Le renouveau des études

Après un siècle de piétinement, l'évolution animale est redevenue, depuis le milieu des années 1980, un thème de recherche particulièrement productif et à la mode. Le phénomène se manifeste notamment par l'abondance considérable des publications consacrées à la phylogénie des métazoaires, y compris dans des revues scientifiques de très haut niveau.

Le domaine a été redynamisé par l'arrivée de techniques nouvelles, produisant des quantités d'informations inédites et précieuses pour effectuer des inférences phylogénétiques. Il s'agit notamment, surtout depuis les années 1970, de l'exploration de la morpho-anatomie à l'échelle ultrastructurale grâce à la microscopie électronique à balayage et à transmission, puis aux techniques d'immunohistochimie. Contrairement à une idée reçue, la morphologie des animaux est encore aujourd'hui loin d'être connue de manière satisfaisante, et son exploration n'est pas une activité désuète.

Parallèlement, l'utilisation des séquences de gènes et de protéines pour la reconstruction phylogénétique a constitué une véritable révolution : celle de la phylogénie moléculaire. Les progrès décisifs sont venus des analyses fondées sur l'ARN de la petite sous-unité ribosomique, ou ARNr 18S (première phylogénie des métazoaires utilisant ce marqueur : Field et al., 1988). Depuis lors, d'autres molécules ont été exploitées (ARNr 28S, protéines de choc thermique, facteurs de la traduction, histones, etc.). Enfin, ces dernières années, la phylogénie est entrée dans une nouvelle ère, celle de la phylogénomique. Les génomes mitochondriaux ou nucléaires complets, les séquençages massifs d'ADNc (ADN complémentaire), permettent maintenant d'analyser plusieurs dizaines voire plusieurs centaines de marqueurs phylogénétiques (gènes ou protéines) en combinaison.
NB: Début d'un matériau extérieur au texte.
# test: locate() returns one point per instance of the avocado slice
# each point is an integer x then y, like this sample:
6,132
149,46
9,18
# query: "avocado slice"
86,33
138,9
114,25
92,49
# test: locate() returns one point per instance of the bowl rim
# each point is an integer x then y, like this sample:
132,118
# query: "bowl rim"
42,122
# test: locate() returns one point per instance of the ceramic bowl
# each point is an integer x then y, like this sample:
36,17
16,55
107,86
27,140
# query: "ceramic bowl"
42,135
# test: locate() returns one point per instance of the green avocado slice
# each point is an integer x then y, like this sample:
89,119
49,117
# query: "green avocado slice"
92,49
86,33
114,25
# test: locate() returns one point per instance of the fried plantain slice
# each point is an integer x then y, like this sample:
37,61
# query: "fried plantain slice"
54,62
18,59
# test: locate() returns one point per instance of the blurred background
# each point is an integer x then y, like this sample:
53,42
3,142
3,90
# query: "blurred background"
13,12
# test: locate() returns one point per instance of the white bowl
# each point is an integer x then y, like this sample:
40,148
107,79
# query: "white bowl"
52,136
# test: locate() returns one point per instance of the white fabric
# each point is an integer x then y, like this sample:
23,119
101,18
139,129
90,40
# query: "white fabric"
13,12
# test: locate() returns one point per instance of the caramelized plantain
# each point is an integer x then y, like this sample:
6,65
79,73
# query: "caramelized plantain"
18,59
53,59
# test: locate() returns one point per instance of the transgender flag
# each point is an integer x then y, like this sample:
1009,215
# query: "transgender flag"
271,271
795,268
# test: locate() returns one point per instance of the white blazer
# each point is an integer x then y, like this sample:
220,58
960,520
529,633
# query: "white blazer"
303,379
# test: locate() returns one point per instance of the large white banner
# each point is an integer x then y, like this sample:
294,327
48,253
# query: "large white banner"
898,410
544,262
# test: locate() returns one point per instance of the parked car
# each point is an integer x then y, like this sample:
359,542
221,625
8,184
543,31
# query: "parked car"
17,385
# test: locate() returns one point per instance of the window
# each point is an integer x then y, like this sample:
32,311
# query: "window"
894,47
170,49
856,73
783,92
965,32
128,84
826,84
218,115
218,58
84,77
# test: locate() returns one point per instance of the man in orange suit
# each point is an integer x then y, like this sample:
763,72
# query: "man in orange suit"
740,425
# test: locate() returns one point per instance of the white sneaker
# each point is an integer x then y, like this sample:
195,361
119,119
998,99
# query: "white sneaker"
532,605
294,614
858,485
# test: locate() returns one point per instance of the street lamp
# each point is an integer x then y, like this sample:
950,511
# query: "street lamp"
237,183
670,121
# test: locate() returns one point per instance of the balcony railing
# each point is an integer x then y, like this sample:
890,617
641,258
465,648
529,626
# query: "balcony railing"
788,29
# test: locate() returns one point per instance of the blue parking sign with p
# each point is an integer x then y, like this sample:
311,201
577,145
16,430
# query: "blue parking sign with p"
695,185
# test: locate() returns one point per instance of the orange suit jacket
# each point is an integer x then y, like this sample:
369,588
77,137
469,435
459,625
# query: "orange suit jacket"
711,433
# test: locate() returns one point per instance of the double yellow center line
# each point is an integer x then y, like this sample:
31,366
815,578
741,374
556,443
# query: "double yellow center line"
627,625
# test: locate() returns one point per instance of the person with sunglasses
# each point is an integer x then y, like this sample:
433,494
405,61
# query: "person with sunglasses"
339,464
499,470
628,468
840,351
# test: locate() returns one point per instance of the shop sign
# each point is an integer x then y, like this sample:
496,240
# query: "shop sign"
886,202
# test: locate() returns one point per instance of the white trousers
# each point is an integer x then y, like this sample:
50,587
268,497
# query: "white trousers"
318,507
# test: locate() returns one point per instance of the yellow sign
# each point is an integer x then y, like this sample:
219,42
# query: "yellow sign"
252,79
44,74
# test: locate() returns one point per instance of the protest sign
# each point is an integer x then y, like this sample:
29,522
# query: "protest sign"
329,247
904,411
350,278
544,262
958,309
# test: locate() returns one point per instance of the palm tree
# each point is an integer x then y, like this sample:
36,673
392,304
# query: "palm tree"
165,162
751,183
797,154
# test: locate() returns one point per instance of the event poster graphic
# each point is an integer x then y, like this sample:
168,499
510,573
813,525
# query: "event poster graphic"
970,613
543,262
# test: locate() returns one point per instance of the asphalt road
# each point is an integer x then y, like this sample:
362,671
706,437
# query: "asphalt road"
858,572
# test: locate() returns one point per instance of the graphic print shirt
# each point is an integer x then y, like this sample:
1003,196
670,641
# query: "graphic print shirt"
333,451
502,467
Outre l'apport de ces données nouvelles, le renouveau est également dû à de profondes mutations des concepts et méthodes de la phylogénie, conséquences notamment de l'adoption progressive, entre les années 1960 et 1980, des principes et des méthodes de la systématique phylogénétique ou cladistique.

Il s'agit réellement d'un changement complet de la démarche intellectuelle présidant à l'élaboration des phylogénies. En effet, la méthode classique prétendait reconnaître a priori les traits essentiels des groupes, jugés les plus importants d'un point de vue évolutif (pour les embranchements, ce sont les caractères du plan d'organisation), et élaborait des scénarios d'évolution en appliquant des « lois » telles que le principe de récapitulation ou la complexification des formes au cours de l'évolution. Cela revenait en général à mettre en séquence les groupes actuels (et éventuellement fossiles) du plus « primitif » (ou « inférieur ») au plus « évolué » (ou supérieur), tout en comblant les trous par des ancêtres imaginaires. Ces scénarios étaient évalués essentiellement selon le critère de plausibilité mais, face à la multiplicité des hypothèses, la subjectivité de l'opinion personnelle prévalait. C'est sur ces bases que reposait la conception traditionnelle de l'arbre des métazoaires (fig. 1).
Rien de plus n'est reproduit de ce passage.